Understanding the metabolism of endothelial cells underlying physiological and pathological angiogenesis

In our original proposal, we began with the desire to understand the cellular metabolism of endothelial cells (ECs) underlying physiological and pathological angiogenesis. Our central hypothesis was that there should be differences in the basal metabolism of ECs of arterial, venous and lymphatic origin, owing to the different environmental concentrations of oxygen and nutrients, as well as their different physiological functions. In this proposal, we have identified that lymphatic ECs (LECs) have higher fatty acid beta-oxidation flux compared to venous or arterial ECs. Contextually, this is important, as the lymph has a higher lipid content than the blood (1), and it has been shown that the lymphatics are important in regulating reverse cholesterol transport in atherosclerosis (2, 3). Further, although LECs are present in low oxygen environments, we found that hypoxia does not alter FAO flux in LECs.

As we discovered that FAO is increased in LECs, we sought to determine whether FAO may have a role in lymphatic development, in vivo, and utilized a zebrafish model of vascular development. Using morpholinos targeting the zebrafish isoforms of CPT1a, we determine that knockdown of CPT1a in the zebrafish impaired lymphatic development, as early as the lymphangiogenic precursor secondary sprouts, as well as in the formation of the thoracic duct, the first perfused lymphatic structure in the zebrafish.

To further explore the role of FAO in LEC differentiation, we used the well-established model of Prox1-mediated LEC differentiation in vitro. Here, we provide the first evidence that the same genetic signal which induces LEC differentiation also directly specifies the increased FAO in LECs. Further, we have detailed that this occurs not through regulation of energy generation or redox homeostasis, but rather through the production of acetyl-CoA, which fuels histone acetylation, an epigenetic modification, which can promote the transcription of lymphatic genes.

The results from this work has been presented in several international meetings, and is currently in revision in the journal Science (4). It has also facilitated the training of several junior and senior laboratory members, several national and international collaborations, and the application of an operating grant to fund further investigation in this research direction.

Further, as part of this research proposal, we have generated several lymphatic-specific, inducible transgenic mouse lines to specifically inhibit FAO in vivo. We are currently phenotyping these mice as part of our revision experiments for our submission to Science.

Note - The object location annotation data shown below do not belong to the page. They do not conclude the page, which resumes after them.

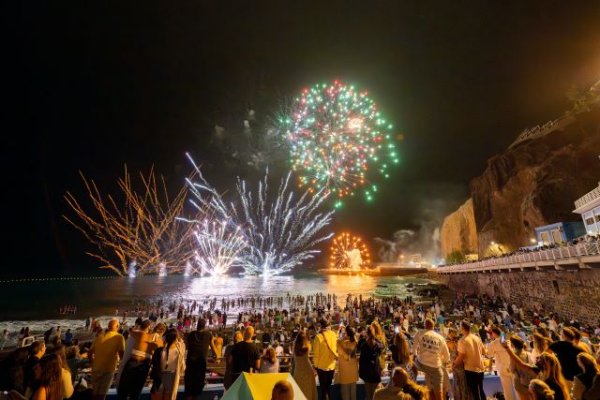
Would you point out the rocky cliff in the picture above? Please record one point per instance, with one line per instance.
(532, 184)
(458, 231)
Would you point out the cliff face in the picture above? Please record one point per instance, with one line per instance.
(534, 183)
(458, 231)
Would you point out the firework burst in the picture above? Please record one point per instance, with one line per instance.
(220, 247)
(348, 251)
(339, 142)
(280, 229)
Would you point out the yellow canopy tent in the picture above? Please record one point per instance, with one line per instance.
(259, 387)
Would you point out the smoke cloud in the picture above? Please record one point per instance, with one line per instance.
(432, 204)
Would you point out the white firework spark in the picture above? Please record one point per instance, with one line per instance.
(219, 247)
(280, 233)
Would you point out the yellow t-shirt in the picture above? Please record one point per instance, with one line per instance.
(473, 349)
(323, 358)
(106, 348)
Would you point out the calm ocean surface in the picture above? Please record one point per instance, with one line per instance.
(38, 303)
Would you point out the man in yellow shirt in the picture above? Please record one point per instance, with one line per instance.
(324, 357)
(107, 349)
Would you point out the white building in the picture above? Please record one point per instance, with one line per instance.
(589, 208)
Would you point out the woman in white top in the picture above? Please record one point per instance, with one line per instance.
(172, 364)
(270, 362)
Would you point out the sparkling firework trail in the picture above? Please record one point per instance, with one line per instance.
(339, 141)
(280, 232)
(219, 247)
(349, 252)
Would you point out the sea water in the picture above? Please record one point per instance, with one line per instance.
(37, 304)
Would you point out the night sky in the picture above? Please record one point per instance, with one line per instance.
(92, 85)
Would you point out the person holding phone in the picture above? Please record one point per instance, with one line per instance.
(501, 358)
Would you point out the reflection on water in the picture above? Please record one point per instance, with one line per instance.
(42, 300)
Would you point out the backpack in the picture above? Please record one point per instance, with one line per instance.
(593, 393)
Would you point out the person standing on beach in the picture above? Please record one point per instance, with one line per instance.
(36, 352)
(470, 353)
(3, 339)
(244, 356)
(135, 371)
(107, 349)
(431, 356)
(198, 343)
(324, 357)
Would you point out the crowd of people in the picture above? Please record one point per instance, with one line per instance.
(447, 344)
(586, 239)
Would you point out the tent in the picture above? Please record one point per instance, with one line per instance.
(259, 387)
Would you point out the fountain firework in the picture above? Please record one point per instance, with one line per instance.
(219, 247)
(279, 233)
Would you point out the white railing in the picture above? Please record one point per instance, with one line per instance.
(587, 198)
(573, 252)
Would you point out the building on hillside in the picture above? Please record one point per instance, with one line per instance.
(560, 232)
(588, 206)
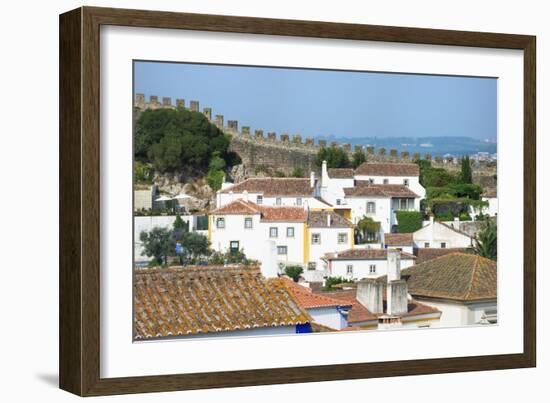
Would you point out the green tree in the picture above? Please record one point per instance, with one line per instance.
(465, 170)
(335, 157)
(195, 246)
(294, 272)
(486, 241)
(170, 139)
(367, 230)
(358, 158)
(158, 244)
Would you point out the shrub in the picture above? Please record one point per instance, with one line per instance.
(408, 221)
(335, 157)
(297, 172)
(294, 272)
(330, 282)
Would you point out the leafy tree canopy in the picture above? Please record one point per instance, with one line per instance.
(172, 138)
(335, 157)
(486, 242)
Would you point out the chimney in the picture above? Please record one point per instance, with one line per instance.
(397, 290)
(268, 266)
(394, 265)
(397, 297)
(324, 174)
(369, 294)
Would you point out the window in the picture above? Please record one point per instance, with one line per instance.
(233, 247)
(342, 238)
(371, 207)
(316, 239)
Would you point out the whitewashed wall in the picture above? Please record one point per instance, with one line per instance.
(328, 316)
(414, 182)
(329, 243)
(361, 267)
(435, 234)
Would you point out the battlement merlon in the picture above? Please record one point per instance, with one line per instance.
(284, 140)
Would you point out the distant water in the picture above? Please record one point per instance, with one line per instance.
(455, 146)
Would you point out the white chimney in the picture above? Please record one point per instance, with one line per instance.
(268, 266)
(394, 265)
(324, 175)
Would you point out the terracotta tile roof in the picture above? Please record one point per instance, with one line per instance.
(307, 299)
(273, 187)
(455, 276)
(180, 301)
(239, 206)
(387, 169)
(364, 253)
(340, 173)
(319, 219)
(284, 214)
(268, 213)
(377, 190)
(359, 313)
(398, 239)
(489, 192)
(425, 254)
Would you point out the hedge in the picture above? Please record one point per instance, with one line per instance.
(408, 221)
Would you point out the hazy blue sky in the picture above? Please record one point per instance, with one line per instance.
(323, 103)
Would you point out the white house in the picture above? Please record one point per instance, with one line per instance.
(384, 173)
(325, 311)
(291, 192)
(439, 235)
(355, 264)
(400, 241)
(380, 202)
(384, 303)
(326, 232)
(246, 226)
(462, 286)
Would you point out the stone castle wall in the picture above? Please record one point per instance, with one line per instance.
(259, 150)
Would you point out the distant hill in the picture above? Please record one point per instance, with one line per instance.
(456, 146)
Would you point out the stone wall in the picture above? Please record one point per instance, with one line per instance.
(285, 152)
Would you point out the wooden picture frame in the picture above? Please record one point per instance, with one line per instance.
(80, 189)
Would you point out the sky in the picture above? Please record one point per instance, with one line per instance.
(325, 103)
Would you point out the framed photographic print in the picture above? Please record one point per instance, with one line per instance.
(249, 201)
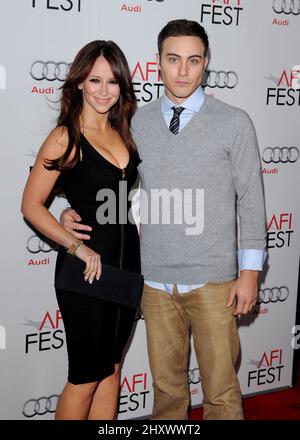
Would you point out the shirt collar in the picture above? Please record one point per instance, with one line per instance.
(192, 103)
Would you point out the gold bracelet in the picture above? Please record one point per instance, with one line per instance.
(74, 247)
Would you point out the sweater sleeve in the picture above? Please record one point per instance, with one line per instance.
(247, 179)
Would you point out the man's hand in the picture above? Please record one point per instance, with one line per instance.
(245, 291)
(69, 220)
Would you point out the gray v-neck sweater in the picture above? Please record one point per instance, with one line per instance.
(205, 174)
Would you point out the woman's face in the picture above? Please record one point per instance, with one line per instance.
(100, 90)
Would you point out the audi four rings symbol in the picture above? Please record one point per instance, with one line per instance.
(35, 245)
(286, 7)
(280, 154)
(49, 70)
(221, 79)
(194, 376)
(275, 294)
(41, 406)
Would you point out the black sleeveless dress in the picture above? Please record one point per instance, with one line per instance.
(97, 331)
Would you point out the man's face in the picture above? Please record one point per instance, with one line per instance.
(182, 64)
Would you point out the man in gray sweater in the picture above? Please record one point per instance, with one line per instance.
(200, 165)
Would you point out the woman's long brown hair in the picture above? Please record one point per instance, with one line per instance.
(71, 100)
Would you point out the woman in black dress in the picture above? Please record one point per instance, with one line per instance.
(91, 149)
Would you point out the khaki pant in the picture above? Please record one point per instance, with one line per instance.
(168, 321)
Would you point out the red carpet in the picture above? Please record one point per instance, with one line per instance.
(278, 405)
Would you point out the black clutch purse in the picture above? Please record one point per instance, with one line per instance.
(114, 285)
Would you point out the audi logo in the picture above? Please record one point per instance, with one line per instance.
(275, 294)
(221, 79)
(280, 154)
(40, 406)
(194, 376)
(286, 7)
(49, 70)
(35, 245)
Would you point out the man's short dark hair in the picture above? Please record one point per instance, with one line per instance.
(182, 28)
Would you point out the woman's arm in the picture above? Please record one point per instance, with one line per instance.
(38, 187)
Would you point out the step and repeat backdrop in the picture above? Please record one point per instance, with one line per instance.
(255, 65)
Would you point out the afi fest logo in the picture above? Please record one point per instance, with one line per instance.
(296, 338)
(223, 12)
(2, 337)
(279, 230)
(57, 5)
(48, 333)
(2, 78)
(268, 369)
(134, 393)
(287, 90)
(146, 81)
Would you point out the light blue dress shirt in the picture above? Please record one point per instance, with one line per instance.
(248, 259)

Finally, the recruited research has been an instrumental part of several key publications in the laboratory, including a series of three papers published in Cell (5), Cell Metabolism (6) and Cell Cycle (7), detailing the role of glycolysis in venous EC growth and function, and the therapeutic potential of transient and partial inhibition of glycolysis in pathological angiogenesis. These works are currently being further investigated to develop drug targets for clinical translation. As well, the recruited researcher was co-author on a review article in the journal Nature, which overviews the “Metabolism of stromal and immune cells in health and disease” (8), a publication which has already been viewed almost 17,000 times, despite having been published only since July 2014.

Overall, this proposal has been a great success, where the recruited researcher has been able to not only contribute on ongoing research efforts to demonstrate the therapeutic efficacy of targeting metabolism in angiogenesis, but also develop a novel research direction around another metabolic pathway in cellular differentiation. As angiogenesis and lymphangiogenesis play crucial roles in both health and a number of diseases (such as cancer, atherosclerosis and diabetes), the future socioeconomic impact of this work is great.


References
1. Randolph GJ, Miller NE, Lymphatic transport of high-density lipoproteins and chylomicrons. J Clin Invest 124, 929-935 (2014).
2. Lim HY et al., Lymphatic vessels are essential for the removal of cholesterol from peripheral tissues by SR-BI-mediated transport of HDL. Cell Metab 17, 671-684 (2013).
3. Martel C et al., Lymphatic vasculature mediates macrophage reverse cholesterol transport in mice. J Clin Invest 123, 1571-1579 (2013).
4. Wong BW et al., Role of fatty acid beta-oxidation in lymphatic endothelial cell differentiation. Science, (in revision). (2014).
5. De Bock K et al., Role of PFKFB3-driven glycolysis in vessel sprouting. Cell 154, 651-663 (2013).
6. Schoors S et al., Partial and transient reduction of glycolysis by PFKFB3 blockade reduces pathological angiogenesis. Cell Metab 19, 37-48 (2014).
7. Schoors S et al., Incomplete and transitory decrease of glycolysis: a new paradigm for anti-angiogenic therapy? Cell Cycle 13, 16-22 (2014).
8. Ghesquiere B et al., Metabolism of stromal and immune cells in health and disease. Nature 511, 167-176 (2014).